Nahel M was shot point-blank by police after failing to stop for a traffic check last Tuesday.
“We never called for hate or riots,” the relative said.
France has seen five days of violent rioting.
But the unrest ebbed again on Sunday night, with 157 arrests reported by the early hours of Monday morning.
The previous night, there had been more than 700 arrests.
Speaking to the BBC near the family home in Nanterre, the relative said the rioting – which has seen thousands arrested, shops looted and hundreds of vehicles set alight across France – did not honour Nahel’s memory.
“We didn’t ask to break or steal. All of this is not for Nahel,” they told the BBC, speaking on condition of anonymity because tensions are so high following Nahel’s shooting.
They said they had called for a “White March in the street. Walking in memory of Nahel. Walking, even being angry in the street, demonstrating, but without outbursts”.
The relative said French authorities must now change the law that allows police officers to shoot during traffic stops.
Nahel’s relative called for “better training for the French police, weapons regulation for police, and reviewing the law that allows police to use lethal force if a young person refuses to stop at a traffic stop”.
France’s penal code was changed in 2017 to allow for a broader use of firearms after police said they were facing increased levels of violence.
Critics argue the increase in traffic related shootings is a direct result of that change, which they say is much too vague because it leaves officers to determine whether the driver’s refusal to comply poses a risk.

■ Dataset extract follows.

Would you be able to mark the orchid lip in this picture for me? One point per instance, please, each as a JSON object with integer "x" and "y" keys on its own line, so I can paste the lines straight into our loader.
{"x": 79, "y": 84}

So far this year, three people have been killed during police traffic stops – following a record 13 people killed in traffic stop incidents last year. According to Reuters news agency most of those victims have been of black or Arab origin.
Anais, a family friend and neighbour also told the BBC that being a young black man in France’s suburbs meant being subject to racism, violence and racial profiling on a daily basis.

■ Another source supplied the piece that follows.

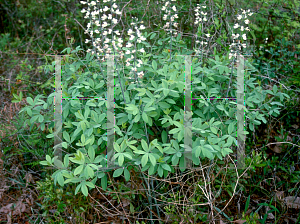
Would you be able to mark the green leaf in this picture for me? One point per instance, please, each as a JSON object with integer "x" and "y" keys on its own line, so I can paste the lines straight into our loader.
{"x": 118, "y": 172}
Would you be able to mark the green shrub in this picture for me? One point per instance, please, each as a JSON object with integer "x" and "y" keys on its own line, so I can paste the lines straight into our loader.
{"x": 158, "y": 101}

“They [the police] humiliate, insult and don’t speak properly to them. And now they kill them! Nahel was covered by the press, but it’s not the first time this has happened,” she said.
Nahel’s relative said as a result of the ongoing chaos, the family had not had a moment to sit down together and remember him.
“We want everything to calm down. Social media, riots, everything needs to calm down. With all of this, we haven’t had time to sit down for five minutes together and think about how he’s gone now,” they said.
Earlier on Sunday, Nahel’s grandmother also called for an end to the violence and accused rioters of using Nahel’s death as an excuse.
“Don’t destroy the schools, don’t destroy the buses. It is other mothers who take these buses,” Nadia, Nahel’s grandmother, told BFMTV.